The salesman says he can "beat the buying service price" by an unspecified amount. He says he can sell the car for "$1500 below invoice" but fails to state what the "invoice" price is. So they agree to this, as who wouldn't want a lower price, right? Or at least that is what the salesman said to them, "Why would you pay more for the car when I can sell it to you for less?"
Makes sense, right? No one is going to say, "Gee, I think I'd like to pay more...."
So he goes and "talks to the manager" and an hour later they are set to do the deal, but he has bad news. He can only do the deal if they buy a car off the lot - not the car they wanted. He shows them one in the same color as they wanted, but the interior is a different color and the options are all different. Right away they are comparing Apples to Oranges, and trying to compare the price of the car they picked, versus the one presented, is nearly impossible. You can't compare, dollar for dollar, the LE to the SE, when one has navigation and the other a cassette deck.
So they hem and haw some more, and agree to go through with it. It has been hours now, and there is a pit in their stomach, not only from lack of food, but from the feeling that a simple deal has gone awry.
Another hour and another trip by the salesman to "get final OK from the manager" and he is back with more bad news. He is trying to help them! But the darn manager is such a cock-blocker! He can do the deal, but they have to finance it through the dealer. The interest rate is 12% and there are about $500 in closing fees on the loan. But he is still beating the buying service price!
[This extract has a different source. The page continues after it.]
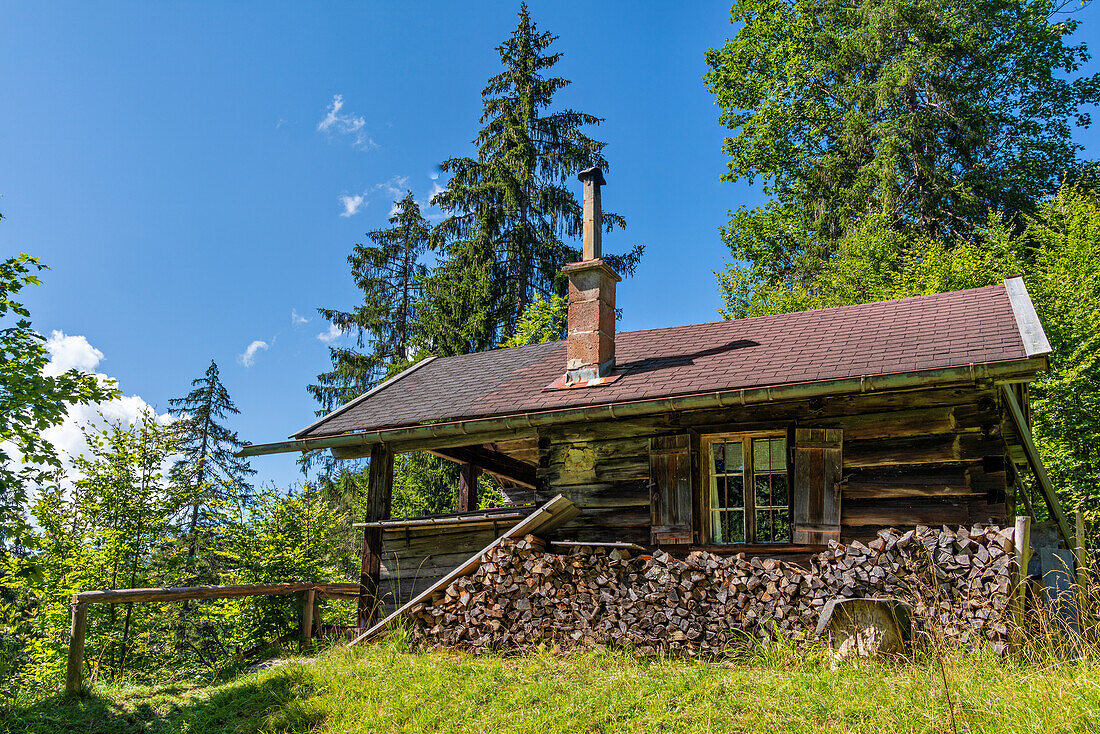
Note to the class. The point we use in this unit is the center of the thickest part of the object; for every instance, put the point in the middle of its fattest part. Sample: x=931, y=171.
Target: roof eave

Well, actually, no. He isn't. He is taking a car they don't want, selling it to them for more than the buying service price (since it is a different model, the buyers can't compare prices effectively) and then tacking on more fees in the financing.
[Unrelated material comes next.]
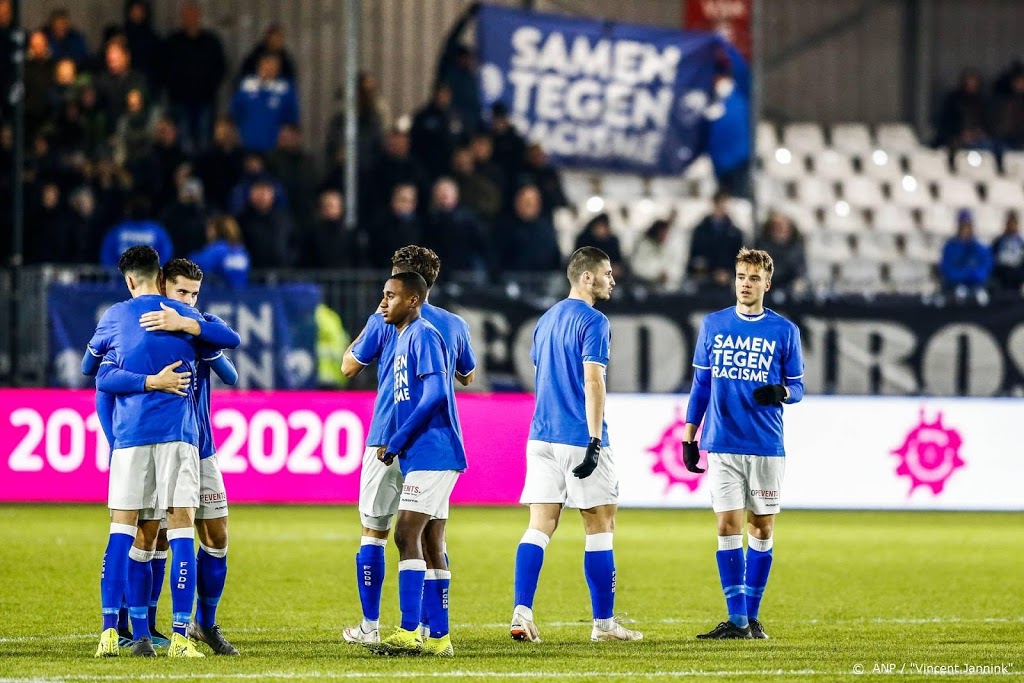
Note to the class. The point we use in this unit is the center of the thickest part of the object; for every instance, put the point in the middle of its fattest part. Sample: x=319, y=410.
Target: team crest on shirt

My friends are smart. They get up and walk away, even though they already sold their old car and arguably "need" one pretty soon (never a good spot to be in, as the dealer will use this pressure to get you to sign on the dotted line).
The salesman starts calling them. He can make the deal work! "Wait! I'll talk to my manager!"
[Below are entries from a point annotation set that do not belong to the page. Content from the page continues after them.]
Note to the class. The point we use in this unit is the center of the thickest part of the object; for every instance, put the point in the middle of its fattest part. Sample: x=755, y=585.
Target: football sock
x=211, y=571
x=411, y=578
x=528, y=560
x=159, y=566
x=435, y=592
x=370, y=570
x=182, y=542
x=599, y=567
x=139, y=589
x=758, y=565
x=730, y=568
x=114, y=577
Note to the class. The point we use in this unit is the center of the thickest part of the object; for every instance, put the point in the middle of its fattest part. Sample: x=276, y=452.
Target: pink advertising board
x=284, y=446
But he never just breaks down and says, "I can do the deal with the buying service" like he should.
And the sad thing is, probably a week from now, my friends will turn up in my driveway with their new car. Not the one they wanted, of course, but the one the local dealer had in stock. And they will crow about how they "put one over on the dealer" and got it for "$1500 below invoice!" while at the same time having no idea what they actually spent on the car.
Is there a way to beat the dealer at his own game? Hell, No! Buying services are a nice try, but if you decide to try one, don't kid yourself you are getting a bargain, as even at their prices, the vehicle will depreciate dramatically in the first few minutes of ownership.
If you do try such a service, beware of the salesman - they will try to steer you away from the buying service, arguing that they can offer you a better "deal" - without actually offering you a deal at all, in terms of actual numbers.
If you use a buying service, use a dealer in a larger city. Small-town dealers pay more for cars and thus have to make more on each sale. They tend to attract the most odious sort of operators, at least here in this small town. They push lease deals and "free gas!" and other gags.*
But frankly, I think the best way to avoid being ripped-off by a dealer is to avoid dealers entirely.
* I think the problem in our small town is that most of the salesmen are local good-old-boys, who consider it a patriotic duty (to the confederacy and the klan) to pull one over on a Yahnkee whenever possible. As a Northerner, you should never do business with a Southern Redneck. Go to Savannah, Hilton Head, or Jacksonville, and find someone who isn't "from here".